Deutschlands Versorgungsmöglichkeiten mit Fleisch sind deutlich geringer als die anderer Länder wie beispielsweise Dänemark. Wenn Haustiere mit Schweine- und Rindfleisch versorgt werden, das eigentlich für Menschen gedacht ist, drohe ein Engpass bei der Versorgung der Bevölkerung. Mit anderen Lebensmitteln sei das nicht auszugleichen, heißt es in dem Brief, der unserer Redaktion vorliegt. Weder bei Kartoffeln, Weizen, Obst oder Gemüse gebe es in Deutschland eine Überproduktion, mit der sich das fehlende Fleisch auffangen ließe.

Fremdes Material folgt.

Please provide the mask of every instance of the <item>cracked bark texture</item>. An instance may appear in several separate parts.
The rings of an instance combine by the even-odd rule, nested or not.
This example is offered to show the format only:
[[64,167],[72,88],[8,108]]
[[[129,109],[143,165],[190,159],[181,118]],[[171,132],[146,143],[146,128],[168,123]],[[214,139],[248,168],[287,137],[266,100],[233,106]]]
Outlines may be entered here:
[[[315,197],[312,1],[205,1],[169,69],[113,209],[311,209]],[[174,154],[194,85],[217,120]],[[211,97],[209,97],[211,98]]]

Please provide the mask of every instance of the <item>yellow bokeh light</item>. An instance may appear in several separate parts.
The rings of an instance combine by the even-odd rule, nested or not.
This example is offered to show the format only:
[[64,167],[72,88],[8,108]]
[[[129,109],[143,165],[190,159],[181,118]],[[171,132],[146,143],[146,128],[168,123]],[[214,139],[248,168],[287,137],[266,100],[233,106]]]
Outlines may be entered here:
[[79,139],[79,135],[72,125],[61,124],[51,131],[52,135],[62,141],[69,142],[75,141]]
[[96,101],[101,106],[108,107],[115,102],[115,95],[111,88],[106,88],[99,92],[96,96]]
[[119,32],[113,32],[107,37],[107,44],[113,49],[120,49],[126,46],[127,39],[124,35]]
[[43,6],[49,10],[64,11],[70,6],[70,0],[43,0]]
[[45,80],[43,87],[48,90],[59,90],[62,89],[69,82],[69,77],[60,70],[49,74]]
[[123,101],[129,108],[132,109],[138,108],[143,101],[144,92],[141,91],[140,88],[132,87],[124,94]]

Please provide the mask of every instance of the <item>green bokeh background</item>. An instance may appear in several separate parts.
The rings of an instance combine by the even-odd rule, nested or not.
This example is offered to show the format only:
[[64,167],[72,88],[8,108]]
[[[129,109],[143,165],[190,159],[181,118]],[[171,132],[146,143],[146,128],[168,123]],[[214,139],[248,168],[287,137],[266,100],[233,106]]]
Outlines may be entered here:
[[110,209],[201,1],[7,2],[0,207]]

Landwirtschaftsministerium beschreibt die Lage als gesichert, aber ernst
Deswegen bitten die Firmen darum, als kritische Infrastruktur eingeordnet zu werden, wie es schon in der Corona-Pandemie der Fall war. Johannes Steegmann ist Geschäftsführer von Fressnapf. Das Unternehmen gehört zu denen, die den offenen Brief geschrieben haben. Er sagt: „Steht die Produktion in Deutschland still, hat der gesamte Markt ein Versorgungsproblem. Denn die Waren lassen sich nicht beliebig von überall her beschaffen, sondern unterliegen gesetzlichen Bestimmungen in Fragen von Qualität und Produktion.“
Das Bundesministerium für Ernährung und Landwirtschaft beschreibt die Lage in seinem Antwortschreiben als sehr angespannt, aber gesichert. Frühzeitig habe man sich an das Bundesministerium für Wirtschaft und Klimaschutz (BMWK) gewandt. So wollte man sicherstellen, dass sich die Bundesnetzagentur rechtzeitig mit der kritischen Infrastruktur im Ernährungsbereich sowie dem Tierschutz beschäftigt. Es werde derzeit keine Priorisierungsreihenfolge der Gasverbraucher aufgestellt. Dies werde der Komplexität der Entscheidungsprozesse nicht gerecht, wäre auch nicht dafür geeignet, erklärt das BMEL weiter.